Monday, July 23, 2012

Hollywood Is Being Condemned By The Public Over Violence In Films Due To 'The Dark Knight Rises' Mass Murders In Colorado


Batman sequel "The Dark Knight Rises"

Feedback sections on  many websites and message boards have been filled up condemning Hollywood over the cinema shooting in Denver, Colorado last week, at the hands of former medical student, James Holmes, during a screening of the Batman sequel "The Dark Knight Rises." 

It has been discovered, Holmes acted out scenes from Warner Bros. films "Batman" (and its comic of the same name) and a forthcoming flick from the studio "Gangster Squad" whose trailer has been showing in tandem with the "The Dark Knight Rises." Many journalists and bloggers are stating such violent scenes never should have been filmed in the first place.

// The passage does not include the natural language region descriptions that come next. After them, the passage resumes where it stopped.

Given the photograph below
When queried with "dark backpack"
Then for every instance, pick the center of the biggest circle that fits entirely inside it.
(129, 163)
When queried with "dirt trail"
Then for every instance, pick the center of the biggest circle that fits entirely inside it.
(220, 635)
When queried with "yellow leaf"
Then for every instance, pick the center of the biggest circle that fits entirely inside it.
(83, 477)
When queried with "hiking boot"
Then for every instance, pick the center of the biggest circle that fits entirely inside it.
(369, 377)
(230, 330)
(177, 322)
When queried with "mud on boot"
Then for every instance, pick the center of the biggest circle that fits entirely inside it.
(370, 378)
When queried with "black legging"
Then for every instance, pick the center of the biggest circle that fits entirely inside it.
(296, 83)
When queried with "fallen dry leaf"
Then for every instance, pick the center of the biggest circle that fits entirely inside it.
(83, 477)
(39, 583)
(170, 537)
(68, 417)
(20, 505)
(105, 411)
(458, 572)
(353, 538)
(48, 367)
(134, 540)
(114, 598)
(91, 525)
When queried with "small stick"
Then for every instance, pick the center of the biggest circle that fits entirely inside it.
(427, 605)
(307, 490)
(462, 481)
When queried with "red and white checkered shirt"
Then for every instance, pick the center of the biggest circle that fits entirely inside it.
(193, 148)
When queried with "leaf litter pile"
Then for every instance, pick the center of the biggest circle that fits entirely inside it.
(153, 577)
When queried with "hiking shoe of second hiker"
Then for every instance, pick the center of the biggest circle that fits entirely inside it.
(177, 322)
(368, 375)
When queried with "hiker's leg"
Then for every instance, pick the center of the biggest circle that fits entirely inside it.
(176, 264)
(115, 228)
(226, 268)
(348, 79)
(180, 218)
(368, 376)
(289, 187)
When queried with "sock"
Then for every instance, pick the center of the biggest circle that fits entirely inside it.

Scene from the trailer of Warner Bros. "Gangster Squad" movie shown with "The Dark Knight Rises" features a man with a gun killing people in a movie theatre, as James Holmes went on to do in Denver, Colorado

The Telegraph newspaper stated of 'The Dark Knight Rises,' "I will attempt to confine my plot spoilers to the opening: the film begins with a heist carried out by men in sinister clown masks. As each clown completes a task, another shoots him point-blank in the head. The scene ends with a clown – The Joker – stuffing a bomb into a wounded bank employee's mouth. After the murderous clown heist, things slip downhill. A man's face is filleted by a knife, and another's is burned half off. A man's eye is slammed into a pencil. A bomb can be seen crudely stitched inside another man's stomach, which subsequently explodes. A trussed-up man is bound to a chair and set alight atop a pile of banknotes. A plainly terrorised child is threatened at gunpoint by a man with a melted face. It is all intensely realistic."

In the December 28. 2009 article Is Hollywood Giving Terrorists Ideas the Judiciary report wrote of a terrorist copying the Hollywood film "The Hitman" regarding an explosive being inserted inside an individual and then detonated. Ironically, this same concept was used as a scene in the very violent "The Dark Knight Rises."